Allie Zito works in her lab
Ph.D. Allie Zito works in her lab, searching for molecules that can react with and capture atmospheric carbon dioxide.

One challenge for the Ph.D. student, who’s collaborating with theoretical chemists from UCLA and engineers at Massachusetts Institute of Technology, who will take the captured carbon and figure out ways of distributing it in the economy, is to synthesize a molecule that will capture CO2 while in the presence of oxygen and water. These two mainstays of the atmosphere tend to react relatively easily with other chemicals and could disrupt the carbon capturing by reacting with Zito’s synthesized molecule before it has a chance to react with CO2.

The lab of Barbara Finlayson-Pitts in the Department of Chemistry and AirUCI program is also focused on the atmosphere but with a different lens: It’s working to understand how air quality is evolving and will continue to evolve as climate change unfolds – and as societies begin to shift away from fossil fuels.
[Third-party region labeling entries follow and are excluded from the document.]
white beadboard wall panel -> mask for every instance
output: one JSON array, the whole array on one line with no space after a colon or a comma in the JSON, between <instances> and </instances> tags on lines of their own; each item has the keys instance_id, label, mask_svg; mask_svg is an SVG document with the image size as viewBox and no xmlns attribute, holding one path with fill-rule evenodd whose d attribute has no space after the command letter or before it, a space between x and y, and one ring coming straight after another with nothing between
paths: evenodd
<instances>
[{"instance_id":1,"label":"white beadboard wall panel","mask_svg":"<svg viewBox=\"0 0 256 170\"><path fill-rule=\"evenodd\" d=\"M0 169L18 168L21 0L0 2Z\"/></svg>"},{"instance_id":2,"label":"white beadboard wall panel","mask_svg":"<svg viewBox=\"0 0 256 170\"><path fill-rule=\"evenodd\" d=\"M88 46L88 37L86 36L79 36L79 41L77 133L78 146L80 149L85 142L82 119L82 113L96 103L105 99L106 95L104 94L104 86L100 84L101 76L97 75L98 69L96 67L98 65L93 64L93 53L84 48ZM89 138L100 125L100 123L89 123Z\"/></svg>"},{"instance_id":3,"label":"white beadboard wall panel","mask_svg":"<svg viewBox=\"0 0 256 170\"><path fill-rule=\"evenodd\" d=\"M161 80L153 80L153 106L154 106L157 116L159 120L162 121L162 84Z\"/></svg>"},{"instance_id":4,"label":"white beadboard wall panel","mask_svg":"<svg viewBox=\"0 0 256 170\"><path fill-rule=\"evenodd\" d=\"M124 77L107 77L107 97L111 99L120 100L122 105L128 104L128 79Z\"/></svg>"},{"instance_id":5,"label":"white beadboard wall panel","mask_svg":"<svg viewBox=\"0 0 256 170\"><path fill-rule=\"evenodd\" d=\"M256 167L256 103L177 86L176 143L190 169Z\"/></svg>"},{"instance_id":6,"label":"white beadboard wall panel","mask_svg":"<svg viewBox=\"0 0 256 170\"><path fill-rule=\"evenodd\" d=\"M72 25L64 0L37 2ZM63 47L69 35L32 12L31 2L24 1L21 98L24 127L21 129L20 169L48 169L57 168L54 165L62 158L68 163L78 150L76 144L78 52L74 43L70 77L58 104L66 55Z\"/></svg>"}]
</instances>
One of its projects is centered on sulfur-containing pollutants that contribute to smog in Southern California – indeed, throughout the world – with accompanying air quality-related health and climate impacts. One of the pollutants, sulfur dioxide, forms during the combustion of some fossil fuels. It’s also produced via the atmospheric oxidation of organosulfur compounds generated by biological processes in coastal and some agricultural areas.

In a Proceedings of the National Academy of Sciences paper, a team led by the Finlayson-Pitts lab describes how in coastal regions such as Southern California, sulfur dioxide concentrations in the atmosphere stand to decline as fossil fuel emissions decrease – but not as much as might initially be expected because, the researchers found, the molecule will still be forming from the biological sources. 

“In addition, these non-fossil fuel sources generate a second sulfur compound that efficiently forms particles in air when it combines with compounds that are ubiquitous in air from a variety of sources, including human breath, agricultural processes and some carbon dioxide capture approaches,” Finlayson-Pitts says. “This research illustrates the importance of understanding both anthropogenic and natural sources of different atmospheric chemical species and how they interact in complex ways to influence air quality and climate.”